There's no great mystery, I think, why equal opportunity is suddenly so salient. When economic times are good, and opportunities seem abundant, we worry less about questions of who has them and who doesn't. When times are tough, as they've been for quite a few years, all of the policy issues that "equal opportunity" calls to mind seem that much more urgent.
Thus, this is an opportune moment to be talking about equal opportunity. I'm happy to report that my own contribution to that conversation, a book called Bottlenecks: A New Theory of Equal Opportunity, is now out! For now, here is a brief abstract of what I have to say in the book. In a series of posts here and elsewhere over the coming weeks and months, I'll flesh out these ideas. (And I'll update this post with links to the full series as it develops.) Here goes:
Equal opportunity is a powerful idea, and one with extremely broad appeal in contemporary politics, political theory, and law. But what does it mean? On close examination, the most attractive existing conceptions of equal opportunity turn out to be impossible to achieve in practice, or even in theory. As long as families are free to raise their children differently, no two people's opportunities will be equal; nor is it possible to disentangle someone's abilities or talents from her background advantages and disadvantages. Moreover, given different abilities and disabilities, different people need different opportunities, confounding most ways of imagining what counts as "equal."

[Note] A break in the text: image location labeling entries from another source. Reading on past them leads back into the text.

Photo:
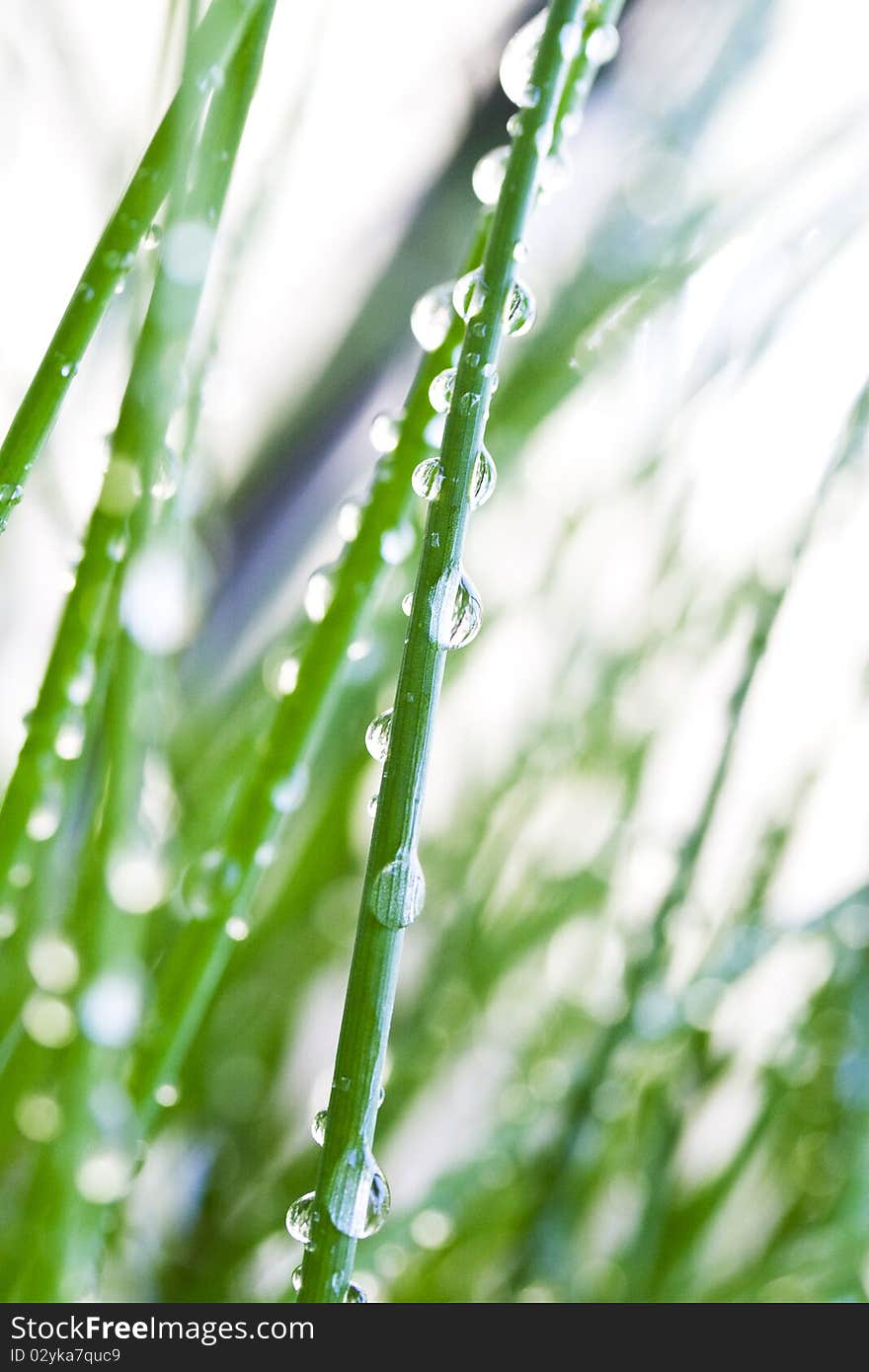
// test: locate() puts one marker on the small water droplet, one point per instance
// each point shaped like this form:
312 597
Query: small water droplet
519 312
484 479
489 173
457 612
398 892
301 1217
288 794
440 390
378 735
428 478
602 45
80 686
384 432
349 521
207 883
470 294
517 62
397 544
432 317
70 737
319 594
358 1195
317 1128
166 477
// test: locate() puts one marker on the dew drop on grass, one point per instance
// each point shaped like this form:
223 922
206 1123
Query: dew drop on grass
440 390
357 1195
166 477
301 1217
52 963
519 310
457 612
484 479
288 794
384 432
428 478
398 892
319 594
432 317
207 883
70 737
488 176
80 688
378 735
602 45
317 1128
349 521
517 62
470 295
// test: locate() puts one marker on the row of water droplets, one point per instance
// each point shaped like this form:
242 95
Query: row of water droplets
357 1195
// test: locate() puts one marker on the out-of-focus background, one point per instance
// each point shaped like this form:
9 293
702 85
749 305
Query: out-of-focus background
574 1111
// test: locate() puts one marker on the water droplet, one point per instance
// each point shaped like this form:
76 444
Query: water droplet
110 1009
378 735
398 892
432 317
187 249
319 594
105 1176
39 1117
166 477
317 1129
164 594
489 173
349 521
80 686
440 390
70 738
457 612
288 794
358 1195
121 489
570 38
602 44
519 312
428 478
384 432
44 818
48 1021
52 963
207 883
517 62
301 1217
470 294
484 479
136 877
397 544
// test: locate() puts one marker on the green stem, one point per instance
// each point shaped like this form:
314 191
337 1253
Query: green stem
391 889
213 45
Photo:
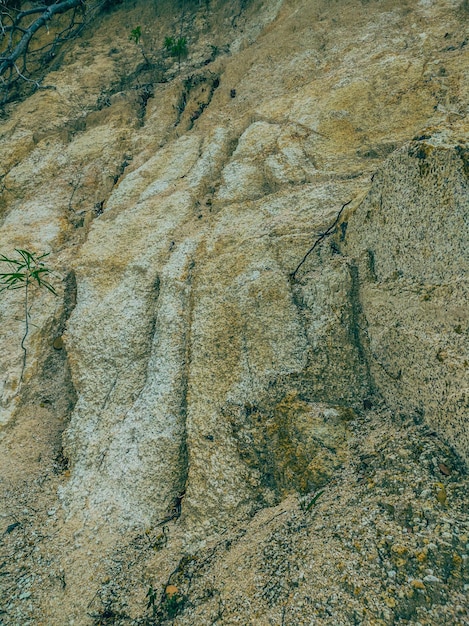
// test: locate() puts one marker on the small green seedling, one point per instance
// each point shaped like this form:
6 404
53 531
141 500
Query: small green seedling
151 595
26 271
136 34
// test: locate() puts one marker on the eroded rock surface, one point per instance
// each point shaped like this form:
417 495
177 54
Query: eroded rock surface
195 385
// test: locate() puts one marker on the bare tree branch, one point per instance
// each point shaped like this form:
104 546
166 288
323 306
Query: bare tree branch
23 62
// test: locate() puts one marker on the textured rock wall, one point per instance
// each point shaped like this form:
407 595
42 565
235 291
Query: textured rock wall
199 379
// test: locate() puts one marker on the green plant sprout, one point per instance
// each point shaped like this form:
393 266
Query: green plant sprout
136 34
151 595
25 272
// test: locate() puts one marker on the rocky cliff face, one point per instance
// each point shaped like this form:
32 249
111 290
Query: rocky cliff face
253 384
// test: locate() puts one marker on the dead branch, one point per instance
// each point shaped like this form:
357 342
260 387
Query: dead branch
30 38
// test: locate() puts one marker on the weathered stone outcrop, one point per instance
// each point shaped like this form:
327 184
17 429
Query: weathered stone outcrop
193 387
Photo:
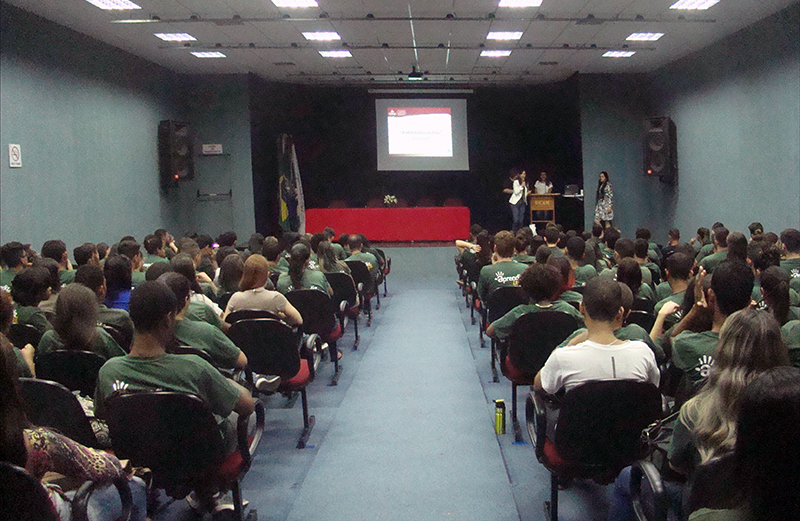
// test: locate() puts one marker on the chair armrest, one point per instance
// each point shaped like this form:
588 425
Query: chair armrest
248 448
307 345
80 502
650 501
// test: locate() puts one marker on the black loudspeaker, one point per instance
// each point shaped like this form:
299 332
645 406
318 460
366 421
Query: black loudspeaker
175 152
660 149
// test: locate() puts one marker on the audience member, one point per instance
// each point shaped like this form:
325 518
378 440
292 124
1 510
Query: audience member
253 296
15 259
75 325
117 271
148 367
201 335
540 284
602 356
92 277
57 251
29 287
503 271
86 253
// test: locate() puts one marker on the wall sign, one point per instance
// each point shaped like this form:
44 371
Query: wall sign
14 156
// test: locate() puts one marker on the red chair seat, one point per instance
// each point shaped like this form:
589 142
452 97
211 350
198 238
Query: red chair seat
298 381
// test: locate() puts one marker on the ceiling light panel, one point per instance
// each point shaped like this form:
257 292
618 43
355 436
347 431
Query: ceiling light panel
342 53
322 36
491 53
519 3
618 54
208 54
644 37
176 37
504 35
693 5
295 4
114 5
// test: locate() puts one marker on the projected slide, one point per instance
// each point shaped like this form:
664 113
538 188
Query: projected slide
420 131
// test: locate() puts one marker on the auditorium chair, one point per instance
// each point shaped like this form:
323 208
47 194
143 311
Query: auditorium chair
498 303
75 370
345 298
533 337
50 404
21 335
177 437
364 284
319 318
593 432
273 348
23 498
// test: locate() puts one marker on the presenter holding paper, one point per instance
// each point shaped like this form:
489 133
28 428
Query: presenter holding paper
543 185
519 198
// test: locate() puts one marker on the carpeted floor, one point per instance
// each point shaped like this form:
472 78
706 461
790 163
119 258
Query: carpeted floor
408 434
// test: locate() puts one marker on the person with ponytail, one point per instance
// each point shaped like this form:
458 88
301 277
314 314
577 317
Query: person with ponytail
300 276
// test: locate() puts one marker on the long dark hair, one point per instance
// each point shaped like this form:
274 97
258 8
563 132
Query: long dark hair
601 185
12 415
775 290
297 264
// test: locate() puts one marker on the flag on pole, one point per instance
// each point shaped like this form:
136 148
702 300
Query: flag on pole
290 187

This book proposes an entirely new way of thinking about the project of equal opportunity. Instead of focusing on the chimera of literal equalization, we ought to work to broaden the range of opportunities open to people at every stage in life. We can achieve this in part by loosening the bottlenecks that constrain access to opportunities--the narrow places through which people must pass in order to pursue many life paths that open out on the other side. A bottleneck might be a test like the SAT, a credential requirement like a college degree, or a skill like speaking English. It might be membership in a favored caste or racial group. Bottlenecks are part of the opportunity structure of every society. But their severity varies. By loosening them, we can build a more open and pluralistic opportunity structure in which people have more of a chance, throughout their lives, to pursue paths they choose for themselves--rather than those dictated by limited opportunities. This book develops this idea and other elements of opportunity pluralism, then applies this approach to several contemporary egalitarian policy problems: class and access to education, workplace flexibility and work/family conflict, and antidiscrimination law.